Ukraine-Krieg

Moskauer Oberrabbiner erläutert seinen Rückzug

Der langjährige Moskauer Oberrabbiner Pinchas Goldschmidt hat seinen Rückzug als Leiter der jüdischen Gemeinde in der russischen Hauptstadt erläutert.

„So traurig ich auch bin, unter den gegebenen Umständen ist es eindeutig im Interesse der Zukunft der Gemeinde, dass ich jetzt von meinem Posten als Oberrabbiner von Moskau zurücktrete“, sagte er am Donnerstagabend auf Anfrage der deutschen Katholischen Nachrichten-Agentur (KNA).

Er danke Gott, dass er und seine Frau Dara „die Möglichkeit hatten, in den letzten 33 Jahren seit dem Zusammenbruch der Sowjetunion an der historischen Renaissance des russischen Judentums teilzuhaben“. Der 58-Jährige war seit 1993 Oberrabbiner in Moskau.

Zunehmend autoritäres Russland

"Wir haben unser Bestes getan, um die Gemeinschaft durch die turbulenten 1990er-Jahre und das zunehmend autoritäre Russland unter dem derzeitigen Präsidenten zu steuern und aufzubauen, wird Goldschmidt zitiert.

Rabbiner Pinchas Goldschmidt
Reuters/Heinz-Peter Bader
Rabbiner Goldschmidt: „Konnte nicht mehr schweigen.“

Als in den letzten Monaten „der schreckliche Krieg gegen die Ukraine entfacht wurde, konnte ich angesichts von so viel menschlichem Leid nicht mehr schweigen und habe mich dagegen ausgesprochen“. Trotz seiner Wiederwahl als Oberrabbiner im Juni sei zuletzt klar geworden, dass Moskaus jüdische Gemeinde durch sein Verbleiben im Amt gefährdet worden wäre, erklärte Goldschmidt.

„Werde weiterhin nach besten Kräften dienen“

„Als Präsident der Konferenz Europäischer Rabbiner werde ich den Rabbinern und Gemeinden Europas, einschließlich der Gemeinde Moskau, weiterhin nach besten Kräften dienen“, sagte der Rabbiner.

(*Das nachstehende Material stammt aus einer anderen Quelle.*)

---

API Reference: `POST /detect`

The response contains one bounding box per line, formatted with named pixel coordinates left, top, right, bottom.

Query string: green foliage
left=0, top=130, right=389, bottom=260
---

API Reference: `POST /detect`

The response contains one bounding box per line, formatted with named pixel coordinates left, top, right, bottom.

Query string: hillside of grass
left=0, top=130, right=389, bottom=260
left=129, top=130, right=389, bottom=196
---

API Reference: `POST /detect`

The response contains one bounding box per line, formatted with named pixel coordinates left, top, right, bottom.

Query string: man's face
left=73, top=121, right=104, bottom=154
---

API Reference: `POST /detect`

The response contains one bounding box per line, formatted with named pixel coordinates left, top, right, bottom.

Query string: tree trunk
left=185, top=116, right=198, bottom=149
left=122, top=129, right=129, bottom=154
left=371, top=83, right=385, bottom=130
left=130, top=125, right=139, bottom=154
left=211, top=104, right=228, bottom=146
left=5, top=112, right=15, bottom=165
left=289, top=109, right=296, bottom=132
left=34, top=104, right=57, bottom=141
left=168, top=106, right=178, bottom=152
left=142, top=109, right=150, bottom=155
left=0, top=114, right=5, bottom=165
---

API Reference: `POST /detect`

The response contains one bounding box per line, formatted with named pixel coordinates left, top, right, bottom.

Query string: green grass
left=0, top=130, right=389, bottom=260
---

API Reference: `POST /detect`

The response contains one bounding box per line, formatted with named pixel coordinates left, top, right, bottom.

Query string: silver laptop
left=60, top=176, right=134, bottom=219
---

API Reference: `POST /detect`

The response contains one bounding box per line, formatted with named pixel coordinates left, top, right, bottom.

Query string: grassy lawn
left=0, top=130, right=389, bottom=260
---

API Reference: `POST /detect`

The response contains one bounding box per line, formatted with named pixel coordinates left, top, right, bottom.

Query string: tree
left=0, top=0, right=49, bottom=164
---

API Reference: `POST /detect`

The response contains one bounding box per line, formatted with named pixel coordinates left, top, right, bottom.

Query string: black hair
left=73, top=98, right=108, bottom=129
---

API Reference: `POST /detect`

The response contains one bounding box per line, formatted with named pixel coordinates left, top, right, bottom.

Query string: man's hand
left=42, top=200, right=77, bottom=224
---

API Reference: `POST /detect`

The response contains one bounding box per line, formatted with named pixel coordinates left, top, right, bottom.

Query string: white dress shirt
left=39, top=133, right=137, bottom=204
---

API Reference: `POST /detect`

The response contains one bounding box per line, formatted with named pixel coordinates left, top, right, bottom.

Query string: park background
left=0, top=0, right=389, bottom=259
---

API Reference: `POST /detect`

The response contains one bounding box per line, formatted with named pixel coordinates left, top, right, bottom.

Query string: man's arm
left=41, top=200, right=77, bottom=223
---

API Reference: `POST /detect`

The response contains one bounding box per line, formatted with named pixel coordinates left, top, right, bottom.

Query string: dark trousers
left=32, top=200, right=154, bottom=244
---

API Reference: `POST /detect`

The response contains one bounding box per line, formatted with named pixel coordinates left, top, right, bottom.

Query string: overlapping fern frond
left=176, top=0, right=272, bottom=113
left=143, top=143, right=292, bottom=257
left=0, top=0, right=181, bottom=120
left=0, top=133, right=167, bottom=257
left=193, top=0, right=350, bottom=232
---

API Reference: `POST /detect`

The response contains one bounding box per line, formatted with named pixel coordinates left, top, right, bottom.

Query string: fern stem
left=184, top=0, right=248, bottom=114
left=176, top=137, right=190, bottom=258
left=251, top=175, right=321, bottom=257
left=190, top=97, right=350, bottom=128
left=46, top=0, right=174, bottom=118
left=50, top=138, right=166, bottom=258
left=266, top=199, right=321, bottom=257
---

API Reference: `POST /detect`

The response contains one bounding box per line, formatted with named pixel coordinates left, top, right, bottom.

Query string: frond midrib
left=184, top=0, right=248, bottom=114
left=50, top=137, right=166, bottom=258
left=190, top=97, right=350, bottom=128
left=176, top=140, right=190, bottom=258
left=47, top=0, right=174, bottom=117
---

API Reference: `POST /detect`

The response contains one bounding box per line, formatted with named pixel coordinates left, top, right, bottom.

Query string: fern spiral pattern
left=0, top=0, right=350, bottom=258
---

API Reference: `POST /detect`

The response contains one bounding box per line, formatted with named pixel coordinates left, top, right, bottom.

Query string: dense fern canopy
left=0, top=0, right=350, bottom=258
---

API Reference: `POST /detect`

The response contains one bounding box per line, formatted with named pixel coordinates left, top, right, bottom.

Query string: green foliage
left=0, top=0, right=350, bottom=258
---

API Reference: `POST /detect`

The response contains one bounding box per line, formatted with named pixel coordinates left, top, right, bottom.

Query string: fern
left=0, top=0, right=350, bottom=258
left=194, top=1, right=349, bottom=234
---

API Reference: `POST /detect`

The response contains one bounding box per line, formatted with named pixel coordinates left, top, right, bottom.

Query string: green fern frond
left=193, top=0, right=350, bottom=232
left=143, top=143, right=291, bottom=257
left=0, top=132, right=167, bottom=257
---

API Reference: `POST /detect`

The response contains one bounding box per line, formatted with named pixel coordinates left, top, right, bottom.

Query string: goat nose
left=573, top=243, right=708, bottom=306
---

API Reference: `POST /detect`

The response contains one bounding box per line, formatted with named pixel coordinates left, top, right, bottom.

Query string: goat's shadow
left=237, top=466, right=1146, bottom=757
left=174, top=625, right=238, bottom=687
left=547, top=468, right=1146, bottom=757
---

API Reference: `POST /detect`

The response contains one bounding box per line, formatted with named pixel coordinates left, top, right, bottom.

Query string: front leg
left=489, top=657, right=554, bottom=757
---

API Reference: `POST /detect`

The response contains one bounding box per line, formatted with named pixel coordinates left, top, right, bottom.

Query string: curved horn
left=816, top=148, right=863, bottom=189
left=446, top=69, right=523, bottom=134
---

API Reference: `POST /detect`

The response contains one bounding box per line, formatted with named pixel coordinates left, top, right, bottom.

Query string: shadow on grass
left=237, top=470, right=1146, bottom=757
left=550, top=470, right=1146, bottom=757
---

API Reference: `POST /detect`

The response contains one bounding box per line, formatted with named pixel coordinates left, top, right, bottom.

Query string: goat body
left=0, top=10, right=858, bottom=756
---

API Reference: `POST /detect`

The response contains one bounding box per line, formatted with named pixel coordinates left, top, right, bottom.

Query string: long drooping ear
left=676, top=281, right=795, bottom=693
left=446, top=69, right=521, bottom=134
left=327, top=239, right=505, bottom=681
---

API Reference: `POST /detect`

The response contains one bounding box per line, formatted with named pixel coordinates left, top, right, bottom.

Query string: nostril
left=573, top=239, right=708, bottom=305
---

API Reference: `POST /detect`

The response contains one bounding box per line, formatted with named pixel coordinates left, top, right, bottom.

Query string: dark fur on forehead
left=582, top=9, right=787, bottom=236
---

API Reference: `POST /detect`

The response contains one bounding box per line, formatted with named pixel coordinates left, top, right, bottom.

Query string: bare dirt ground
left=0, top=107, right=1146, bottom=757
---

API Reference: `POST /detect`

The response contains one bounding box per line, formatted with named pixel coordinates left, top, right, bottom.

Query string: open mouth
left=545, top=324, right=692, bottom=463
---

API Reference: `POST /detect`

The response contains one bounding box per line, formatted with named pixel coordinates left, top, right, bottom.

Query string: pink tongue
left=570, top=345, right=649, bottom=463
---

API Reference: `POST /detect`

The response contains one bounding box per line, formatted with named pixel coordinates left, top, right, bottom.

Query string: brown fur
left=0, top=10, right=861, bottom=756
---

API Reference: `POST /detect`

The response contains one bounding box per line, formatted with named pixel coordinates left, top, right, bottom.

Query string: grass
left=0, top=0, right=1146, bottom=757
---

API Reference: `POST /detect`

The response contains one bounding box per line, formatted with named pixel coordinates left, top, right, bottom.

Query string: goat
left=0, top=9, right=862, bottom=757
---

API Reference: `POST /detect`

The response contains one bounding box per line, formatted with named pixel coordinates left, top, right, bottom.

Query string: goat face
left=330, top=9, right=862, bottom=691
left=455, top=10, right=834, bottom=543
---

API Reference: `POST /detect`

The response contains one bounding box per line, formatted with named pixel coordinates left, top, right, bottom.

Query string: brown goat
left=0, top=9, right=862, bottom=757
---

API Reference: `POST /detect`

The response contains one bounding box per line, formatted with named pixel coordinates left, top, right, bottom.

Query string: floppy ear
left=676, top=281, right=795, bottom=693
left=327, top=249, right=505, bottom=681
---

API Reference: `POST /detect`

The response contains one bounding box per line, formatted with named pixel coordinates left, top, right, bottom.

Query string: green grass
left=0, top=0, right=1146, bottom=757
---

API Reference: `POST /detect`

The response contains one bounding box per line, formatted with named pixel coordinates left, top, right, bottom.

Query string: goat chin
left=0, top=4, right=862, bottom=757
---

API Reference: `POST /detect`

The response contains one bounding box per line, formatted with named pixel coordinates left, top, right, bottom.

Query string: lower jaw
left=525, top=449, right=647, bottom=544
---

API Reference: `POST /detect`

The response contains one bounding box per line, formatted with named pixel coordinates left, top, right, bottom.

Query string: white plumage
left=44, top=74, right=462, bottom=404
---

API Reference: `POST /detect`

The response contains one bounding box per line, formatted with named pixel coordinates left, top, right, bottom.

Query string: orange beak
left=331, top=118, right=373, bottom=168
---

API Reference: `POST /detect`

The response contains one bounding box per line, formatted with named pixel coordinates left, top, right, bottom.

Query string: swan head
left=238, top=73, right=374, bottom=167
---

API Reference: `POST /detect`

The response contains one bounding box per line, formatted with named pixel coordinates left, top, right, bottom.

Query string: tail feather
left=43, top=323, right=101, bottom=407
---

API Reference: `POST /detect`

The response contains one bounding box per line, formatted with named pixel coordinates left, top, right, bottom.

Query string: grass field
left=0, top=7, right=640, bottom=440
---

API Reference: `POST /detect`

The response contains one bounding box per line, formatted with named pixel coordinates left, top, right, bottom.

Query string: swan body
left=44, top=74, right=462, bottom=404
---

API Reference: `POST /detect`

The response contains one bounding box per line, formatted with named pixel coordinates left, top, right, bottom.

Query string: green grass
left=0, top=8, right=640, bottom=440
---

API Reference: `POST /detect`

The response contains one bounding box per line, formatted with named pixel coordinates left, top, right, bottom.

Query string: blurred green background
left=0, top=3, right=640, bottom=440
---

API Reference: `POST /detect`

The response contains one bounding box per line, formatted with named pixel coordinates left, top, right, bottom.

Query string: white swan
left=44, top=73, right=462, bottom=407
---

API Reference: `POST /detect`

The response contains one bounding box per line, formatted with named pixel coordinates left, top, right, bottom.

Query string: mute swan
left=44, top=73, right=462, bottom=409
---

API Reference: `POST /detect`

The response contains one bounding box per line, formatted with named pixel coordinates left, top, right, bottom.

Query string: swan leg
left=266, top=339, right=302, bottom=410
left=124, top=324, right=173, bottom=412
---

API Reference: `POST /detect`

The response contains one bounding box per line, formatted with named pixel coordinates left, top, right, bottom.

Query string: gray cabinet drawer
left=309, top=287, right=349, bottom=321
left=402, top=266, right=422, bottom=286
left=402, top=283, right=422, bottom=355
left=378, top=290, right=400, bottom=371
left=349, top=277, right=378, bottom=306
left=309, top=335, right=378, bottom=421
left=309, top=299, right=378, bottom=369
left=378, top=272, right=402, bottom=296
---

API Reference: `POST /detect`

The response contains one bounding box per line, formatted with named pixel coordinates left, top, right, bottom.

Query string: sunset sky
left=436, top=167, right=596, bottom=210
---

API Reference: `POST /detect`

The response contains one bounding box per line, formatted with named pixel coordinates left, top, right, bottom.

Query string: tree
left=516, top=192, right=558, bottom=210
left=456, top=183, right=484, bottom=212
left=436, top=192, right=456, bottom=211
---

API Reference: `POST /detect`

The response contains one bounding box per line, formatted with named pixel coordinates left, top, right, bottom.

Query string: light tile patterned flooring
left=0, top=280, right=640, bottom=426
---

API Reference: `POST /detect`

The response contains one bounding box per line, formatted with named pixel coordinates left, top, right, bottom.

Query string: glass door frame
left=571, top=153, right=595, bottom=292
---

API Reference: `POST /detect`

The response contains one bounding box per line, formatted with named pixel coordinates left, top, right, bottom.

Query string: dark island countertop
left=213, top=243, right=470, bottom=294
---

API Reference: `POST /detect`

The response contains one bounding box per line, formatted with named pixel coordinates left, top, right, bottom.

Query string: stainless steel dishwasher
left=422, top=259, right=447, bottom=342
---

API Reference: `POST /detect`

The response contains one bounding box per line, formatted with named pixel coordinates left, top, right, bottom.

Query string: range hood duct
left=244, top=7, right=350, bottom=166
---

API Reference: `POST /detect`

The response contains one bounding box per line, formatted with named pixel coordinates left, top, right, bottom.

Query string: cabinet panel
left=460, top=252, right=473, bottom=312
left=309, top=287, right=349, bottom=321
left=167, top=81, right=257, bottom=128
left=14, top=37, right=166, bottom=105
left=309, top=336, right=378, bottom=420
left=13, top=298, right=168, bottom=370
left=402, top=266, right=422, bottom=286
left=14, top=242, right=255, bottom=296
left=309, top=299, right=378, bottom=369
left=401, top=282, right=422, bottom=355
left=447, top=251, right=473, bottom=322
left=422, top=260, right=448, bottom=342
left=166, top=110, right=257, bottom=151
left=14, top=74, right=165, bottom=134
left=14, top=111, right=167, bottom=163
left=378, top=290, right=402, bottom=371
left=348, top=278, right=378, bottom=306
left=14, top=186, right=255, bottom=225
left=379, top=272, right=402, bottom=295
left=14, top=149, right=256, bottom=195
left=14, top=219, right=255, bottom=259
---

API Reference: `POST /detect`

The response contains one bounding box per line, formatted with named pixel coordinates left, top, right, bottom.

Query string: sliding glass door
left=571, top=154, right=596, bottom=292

Er bat Gott um Schutz und Segen für die Moskauer jüdische Gemeinde.

Die orthodox geprägte Konferenz Europäischer Rabbiner (CER) vertritt als Dachorganisation nach eigenen Angaben rund 1.000 Rabbiner. Wer neuer Moskauer Oberrabbiner wird, ist noch unklar. Laut russischen Medienberichten entschieden die jüdische Gemeinde und Goldschmidt einvernehmlich, ihren auslaufenden Vertrag doch nicht zu verlängern.

Damaligen Berichten anlässlich der Wiederwahl zufolge waren viele Rabbiner und andere jüdische Vertreter in Versuche eingebunden, Moskaus jüdische Gemeinschaft dazu zu bringen, einen anderen Rabbiner als Goldschmidt zum Oberrabbiner zu wählen. Dagegen hätten sich jedoch israelische Rabbiner erfolgreich gewandt, so die „Jerusalem Post“ seinerzeit.

Familie spricht von „Exil“

Goldschmidts familiäres Umfeld verwies Anfang Juni in Sozialen Medien mit Blick auf seinen Aufenthalt in Israel auf Sicherheitsgründe und sprach von „Exil“. Er und seine Ehefrau seien von russischen Behörden unter Druck gesetzt worden, die „Spezialoperation“ in der Ukraine öffentlich zu unterstützen. Dies hätten sie jedoch abgelehnt, hieß es. Er hatte Russlands Krieg gegen die Ukraine in der Vergangenheit unter anderem als „Katastrophe“ bezeichnet.

Goldschmidt wurde am 21. Juli 1963 in Zürich geboren. Er studierte in Israel und den USA und erhielt 1987 in Jerusalem sein Rabbinerdiplom. 1989 zog er in die damalige Sowjetunion und spielte bald eine zentrale Rolle in der dortigen jüdischen Gemeinschaft. Immer wieder engagiert er sich als CER-Präsident für die Sicherheit von Juden und Jüdinnen in Europa sowie Religionsfreiheit, auch um jüdisches Leben auf dem Kontinent zu erhalten. Er selbst verlor mehrere Verwandte in der Schoah.

Goldschmidt ist nicht der einzige Religionsvertreter, der Russland verlassen hat: Der Erzbischof der evangelisch-lutherischen Kirche Russlands, Dietrich Brauer, ist auf staatlichen Druck hin ins Ausland geflohen. Er lebt seither in Deutschland.